Opinion
11-30-2016
Lynn W.L. Fahey, New York, N.Y. (Dina Zloczower of counsel), for appellant. Richard A. Brown, District Attorney, Kew Gardens, N.Y. (John M. Castellano, Johnnette Traill, and Anastasia Spanakos of counsel; Deanna Russo on the brief), for respondent.
Lynn W.L. Fahey, New York, N.Y. (Dina Zloczower of counsel), for appellant.
Richard A. Brown, District Attorney, Kew Gardens, N.Y. (John M. Castellano, Johnnette Traill, and Anastasia Spanakos of counsel; Deanna Russo on the brief), for respondent.
L. PRISCILLA HALL, J.P., SANDRA L. SGROI, BETSY BARROS, and FRANCESCA E. CONNOLLY, JJ.
Appeal by the defendant from an order of the Supreme Court, Queens County (Griffin, J.), dated March 12, 2013, which, after a hearing, designated him a level two sex offender pursuant to Correction Law article 6–C.

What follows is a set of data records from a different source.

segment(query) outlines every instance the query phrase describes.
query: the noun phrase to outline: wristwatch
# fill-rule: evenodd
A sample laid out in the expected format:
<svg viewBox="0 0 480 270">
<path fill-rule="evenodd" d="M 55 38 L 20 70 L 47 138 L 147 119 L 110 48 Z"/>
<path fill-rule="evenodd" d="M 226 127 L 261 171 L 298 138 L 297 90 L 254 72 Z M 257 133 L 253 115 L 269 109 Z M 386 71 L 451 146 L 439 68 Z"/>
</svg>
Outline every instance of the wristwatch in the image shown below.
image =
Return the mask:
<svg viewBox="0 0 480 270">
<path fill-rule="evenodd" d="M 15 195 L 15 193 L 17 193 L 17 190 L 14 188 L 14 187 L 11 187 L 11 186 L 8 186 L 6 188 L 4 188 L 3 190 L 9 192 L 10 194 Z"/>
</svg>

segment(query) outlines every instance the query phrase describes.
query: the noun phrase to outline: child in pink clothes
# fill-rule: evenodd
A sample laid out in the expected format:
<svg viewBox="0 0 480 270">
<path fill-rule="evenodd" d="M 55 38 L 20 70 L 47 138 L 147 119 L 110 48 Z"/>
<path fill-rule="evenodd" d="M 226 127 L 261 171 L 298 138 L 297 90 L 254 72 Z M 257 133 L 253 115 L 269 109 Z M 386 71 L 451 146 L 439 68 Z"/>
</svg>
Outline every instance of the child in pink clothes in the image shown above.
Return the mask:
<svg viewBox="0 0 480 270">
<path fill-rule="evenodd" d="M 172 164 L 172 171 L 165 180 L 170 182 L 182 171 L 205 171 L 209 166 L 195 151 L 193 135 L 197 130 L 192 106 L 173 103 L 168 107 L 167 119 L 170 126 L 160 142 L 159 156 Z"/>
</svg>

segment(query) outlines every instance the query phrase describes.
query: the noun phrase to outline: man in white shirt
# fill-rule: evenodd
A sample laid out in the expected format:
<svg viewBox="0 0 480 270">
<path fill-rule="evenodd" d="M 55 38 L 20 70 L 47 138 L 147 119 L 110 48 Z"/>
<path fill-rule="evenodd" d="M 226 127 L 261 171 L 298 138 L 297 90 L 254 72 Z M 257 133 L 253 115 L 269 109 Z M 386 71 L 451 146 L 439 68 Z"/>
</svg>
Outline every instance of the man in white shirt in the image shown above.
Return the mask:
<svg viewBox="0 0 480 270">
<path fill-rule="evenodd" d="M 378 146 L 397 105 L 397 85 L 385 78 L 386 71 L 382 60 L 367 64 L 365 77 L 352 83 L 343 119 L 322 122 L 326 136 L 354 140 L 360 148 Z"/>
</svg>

ORDERED that the order is reversed, on the law, without costs or disbursements, and the defendant is designated a level one sex offender.
The defendant was assessed 75 points on the risk assessment instrument, rendering him presumptively a level two sex offender. The Supreme Court, after a hearing pursuant to the Sex Offender Registration Act (Correction Law art 6–C; hereinafter SORA), assessed 75 points against the defendant and designated him a level two sex offender. The defendant challenges the assessment of 30 points under risk factor 1 for being armed with a dangerous instrument during the underlying incident. Without those 30 points, the defendant would be assessed only 45 points, rendering him presumptively a level one sex offender.

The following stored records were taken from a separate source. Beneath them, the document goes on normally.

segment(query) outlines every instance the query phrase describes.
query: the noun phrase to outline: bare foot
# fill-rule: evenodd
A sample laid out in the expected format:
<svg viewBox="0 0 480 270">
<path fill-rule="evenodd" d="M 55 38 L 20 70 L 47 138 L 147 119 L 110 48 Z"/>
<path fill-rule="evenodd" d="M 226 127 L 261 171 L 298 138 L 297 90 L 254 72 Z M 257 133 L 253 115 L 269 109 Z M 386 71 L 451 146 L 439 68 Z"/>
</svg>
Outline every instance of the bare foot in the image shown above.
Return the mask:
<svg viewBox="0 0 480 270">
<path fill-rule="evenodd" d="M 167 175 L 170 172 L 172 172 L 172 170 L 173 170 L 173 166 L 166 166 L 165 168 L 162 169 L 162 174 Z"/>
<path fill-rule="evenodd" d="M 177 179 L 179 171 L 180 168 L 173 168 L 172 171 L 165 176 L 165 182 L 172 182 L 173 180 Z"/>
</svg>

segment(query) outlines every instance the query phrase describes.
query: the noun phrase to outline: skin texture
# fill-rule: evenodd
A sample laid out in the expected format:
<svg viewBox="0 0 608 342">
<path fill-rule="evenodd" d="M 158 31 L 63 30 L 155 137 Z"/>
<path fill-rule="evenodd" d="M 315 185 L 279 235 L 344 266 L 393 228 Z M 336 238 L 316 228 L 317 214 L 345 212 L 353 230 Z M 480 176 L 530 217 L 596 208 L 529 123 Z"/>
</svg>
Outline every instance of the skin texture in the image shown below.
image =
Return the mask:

As the People correctly concede, they failed to prove by clear and convincing evidence that the defendant was armed with a dangerous instrument during the underlying incident, thereby making the assessment of 30 points under risk factor 1 improper (see Sex Offender Registration Act: Risk Assessment Guidelines and Commentary at 7–8 [2006] ). At the SORA hearing, the defendant, through his counsel, asserted that he possessed a BB gun during the incident. However, the People did not present any evidence that the gun was loaded and operable, or that it was used as a bludgeoning object (see People v. Swain, 46 A.D.3d 1157, 848 N.Y.S.2d 726 ). Furthermore, the People did not present any evidence that the defendant threatened to use the gun against the victims (cf. People v. Pettigrew, 14 N.Y.3d 406, 409, 901 N.Y.S.2d 569, 927 N.E.2d 1053 ; People v. Dodt, 61 N.Y.2d 408, 414–415, 474 N.Y.S.2d 441, 462 N.E.2d 1159 ).
Accordingly, the defendant must be designated a level one sex offender.In light of our determination, the defendant's remaining contention need not be reached.